Worg: After a four-minute long intro, consisting of ethereal pad chords, distant choruses and hypnotic synth arpeggio, “Follow The Star” goes on with a sudden disruptive attack, intense and explosive. Deep kicks and an energetic bassline on sub-audio frequencies mark the body of the track, enriched by the progressive addition of rides, hi-hats and percussions, evolving under the constant presence of two synth sequences that intertwine each other in interesting melodic dialogue. With such an original arrangement, “Follow The Star” stands out for me as an opener, and also because it has sentimental value. Produced by a Roman artist whom I deeply respect for his discography full of gems, the track is also issued from the imprint which released my very first EP.


Worg – Oracolo (Neel Remix) [Lykos Records, 2023]

Worg: “My label”, “my release”, I might sound opportunist with this selection, but I got very emotional in Enisslab Studio the first time I heard Neel’s remix. When he hit play, the short acid intro followed by the powerful attack on the kick instantly excited me. Then the scratchy, distorted synth sequence, full of harmonics, harsh and at the same time enveloping, gave me goosebumps. I found the arrangement perfectly developed, with the sinuous pads brilliantly contrasting with the incisive percussions. Neel takes full advantage of his mastery and experience in knowing how to dose the elements at the right time, to create an escalation of tension and release, conveying mad energy and passion for his music.

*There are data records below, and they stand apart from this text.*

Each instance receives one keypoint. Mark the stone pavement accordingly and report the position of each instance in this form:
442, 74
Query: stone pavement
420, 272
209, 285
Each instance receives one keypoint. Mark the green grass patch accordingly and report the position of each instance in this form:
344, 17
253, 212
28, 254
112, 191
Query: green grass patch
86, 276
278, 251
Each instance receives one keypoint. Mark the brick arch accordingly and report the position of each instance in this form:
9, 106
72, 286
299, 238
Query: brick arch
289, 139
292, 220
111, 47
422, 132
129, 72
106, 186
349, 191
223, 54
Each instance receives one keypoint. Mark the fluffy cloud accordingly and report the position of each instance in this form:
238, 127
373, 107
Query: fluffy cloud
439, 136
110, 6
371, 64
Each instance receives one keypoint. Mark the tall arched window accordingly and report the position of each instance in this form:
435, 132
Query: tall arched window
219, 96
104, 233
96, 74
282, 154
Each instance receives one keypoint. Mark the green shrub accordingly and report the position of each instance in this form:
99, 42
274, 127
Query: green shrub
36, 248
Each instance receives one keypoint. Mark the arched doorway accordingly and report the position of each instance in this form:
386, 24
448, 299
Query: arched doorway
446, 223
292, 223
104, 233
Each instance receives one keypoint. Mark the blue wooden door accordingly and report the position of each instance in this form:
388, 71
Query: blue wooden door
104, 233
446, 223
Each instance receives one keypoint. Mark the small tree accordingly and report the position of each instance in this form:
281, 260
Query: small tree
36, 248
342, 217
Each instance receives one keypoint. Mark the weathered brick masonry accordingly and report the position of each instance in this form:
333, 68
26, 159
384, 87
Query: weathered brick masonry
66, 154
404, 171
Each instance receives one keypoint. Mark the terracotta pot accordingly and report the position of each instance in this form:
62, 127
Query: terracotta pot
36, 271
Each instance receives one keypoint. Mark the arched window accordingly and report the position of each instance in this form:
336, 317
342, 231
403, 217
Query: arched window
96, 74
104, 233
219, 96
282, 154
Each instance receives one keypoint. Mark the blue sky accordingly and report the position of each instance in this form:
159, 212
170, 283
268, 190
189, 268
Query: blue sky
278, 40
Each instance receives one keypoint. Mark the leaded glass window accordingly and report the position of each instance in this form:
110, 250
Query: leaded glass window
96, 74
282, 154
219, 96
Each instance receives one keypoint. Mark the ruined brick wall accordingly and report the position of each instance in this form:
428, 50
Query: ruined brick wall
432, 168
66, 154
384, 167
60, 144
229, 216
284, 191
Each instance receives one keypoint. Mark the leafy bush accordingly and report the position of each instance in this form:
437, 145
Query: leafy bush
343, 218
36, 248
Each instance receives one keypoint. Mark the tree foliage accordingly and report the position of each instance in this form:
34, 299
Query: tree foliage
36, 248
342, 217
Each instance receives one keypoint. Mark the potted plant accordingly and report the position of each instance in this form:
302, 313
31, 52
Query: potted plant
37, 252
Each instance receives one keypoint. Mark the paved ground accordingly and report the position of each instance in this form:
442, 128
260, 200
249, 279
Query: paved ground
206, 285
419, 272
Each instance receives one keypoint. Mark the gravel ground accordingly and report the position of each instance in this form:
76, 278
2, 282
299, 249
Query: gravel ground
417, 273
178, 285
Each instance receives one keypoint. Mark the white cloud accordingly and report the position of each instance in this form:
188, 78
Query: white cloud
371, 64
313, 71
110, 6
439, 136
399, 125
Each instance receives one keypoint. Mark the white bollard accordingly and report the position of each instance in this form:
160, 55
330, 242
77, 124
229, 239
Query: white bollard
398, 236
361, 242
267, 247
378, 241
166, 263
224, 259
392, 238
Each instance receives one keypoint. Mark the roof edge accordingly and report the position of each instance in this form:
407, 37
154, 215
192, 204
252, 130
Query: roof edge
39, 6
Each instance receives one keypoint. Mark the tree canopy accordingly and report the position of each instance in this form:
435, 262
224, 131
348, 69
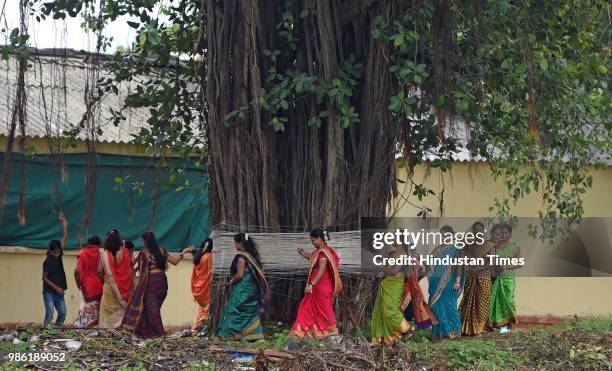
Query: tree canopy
302, 107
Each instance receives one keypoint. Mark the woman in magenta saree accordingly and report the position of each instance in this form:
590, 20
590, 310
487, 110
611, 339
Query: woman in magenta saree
316, 317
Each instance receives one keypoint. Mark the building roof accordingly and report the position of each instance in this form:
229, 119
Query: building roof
53, 104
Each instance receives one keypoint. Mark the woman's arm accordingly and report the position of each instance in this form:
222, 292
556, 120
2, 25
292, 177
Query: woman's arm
174, 258
57, 289
239, 272
64, 229
77, 277
322, 268
303, 253
100, 272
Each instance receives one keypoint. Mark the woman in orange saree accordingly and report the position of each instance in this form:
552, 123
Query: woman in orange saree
87, 280
415, 302
316, 317
115, 270
201, 278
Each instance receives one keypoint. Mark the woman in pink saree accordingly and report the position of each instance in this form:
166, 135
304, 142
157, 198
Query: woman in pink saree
316, 317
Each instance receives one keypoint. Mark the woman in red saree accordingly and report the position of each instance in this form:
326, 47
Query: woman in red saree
87, 280
115, 270
316, 317
201, 278
143, 314
415, 302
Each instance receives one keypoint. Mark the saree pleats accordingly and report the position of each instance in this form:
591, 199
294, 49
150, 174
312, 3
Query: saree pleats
111, 310
503, 309
388, 322
201, 277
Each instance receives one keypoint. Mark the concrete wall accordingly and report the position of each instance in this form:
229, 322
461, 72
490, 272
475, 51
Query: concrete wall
469, 191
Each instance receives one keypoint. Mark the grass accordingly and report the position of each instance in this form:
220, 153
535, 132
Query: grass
581, 344
477, 354
600, 324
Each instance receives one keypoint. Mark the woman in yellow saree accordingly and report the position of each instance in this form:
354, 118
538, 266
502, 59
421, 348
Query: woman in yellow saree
388, 323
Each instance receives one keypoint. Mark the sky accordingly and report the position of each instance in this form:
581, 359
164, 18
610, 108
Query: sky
50, 33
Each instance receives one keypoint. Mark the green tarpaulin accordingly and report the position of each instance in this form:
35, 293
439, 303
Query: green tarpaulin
181, 218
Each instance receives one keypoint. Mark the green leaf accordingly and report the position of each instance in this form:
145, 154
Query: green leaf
602, 69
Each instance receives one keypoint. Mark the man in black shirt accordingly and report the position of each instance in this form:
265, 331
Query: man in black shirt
54, 278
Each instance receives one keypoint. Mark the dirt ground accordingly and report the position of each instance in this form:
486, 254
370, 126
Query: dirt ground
576, 344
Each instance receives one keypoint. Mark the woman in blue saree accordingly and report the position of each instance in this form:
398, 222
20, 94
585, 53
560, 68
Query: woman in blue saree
445, 283
240, 319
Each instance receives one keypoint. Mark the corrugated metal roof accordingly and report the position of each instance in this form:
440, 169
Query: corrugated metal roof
52, 104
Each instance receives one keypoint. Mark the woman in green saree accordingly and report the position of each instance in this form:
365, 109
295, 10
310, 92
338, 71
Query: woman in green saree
503, 310
388, 322
445, 285
240, 319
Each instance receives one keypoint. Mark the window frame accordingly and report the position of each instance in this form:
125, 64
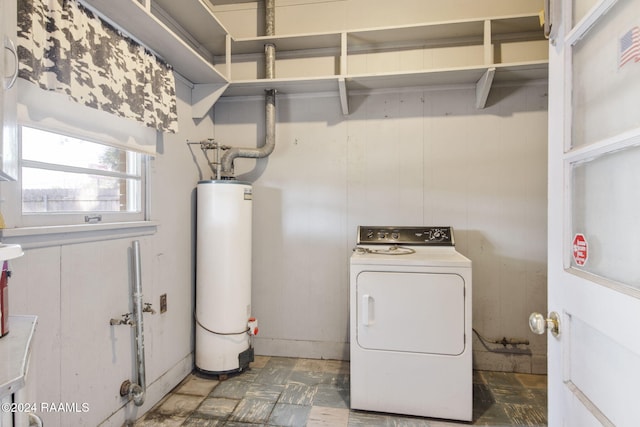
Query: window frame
77, 218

Voices From The Lake – Voices From The Lake [Prologue in 2012, self-reissued in 2023]

Worg: Even if it’s probably the most famous album in the entire hypnotic techno scene, I can’t help but share it, for the huge impact that it had on me. Immersive and personal, rich in detail with dreamy, oneiric atmospheres and melancholic melodies, it forever marked me and gave home to my deepest musical tastes. The fifth track in particular, “S.T. (VFTL Rework)”, has been a game changer for me, from its tribal organic opening to its subtle, barely perceptible movement, at times static or changing, embellished by the complex textures and the beautiful rising melodic azures, magical and dreamy. The album is an invitation to make yourself comfortable, close your eyes and let your soul be transported for an hour into unexplored and enchanted forestal meanders.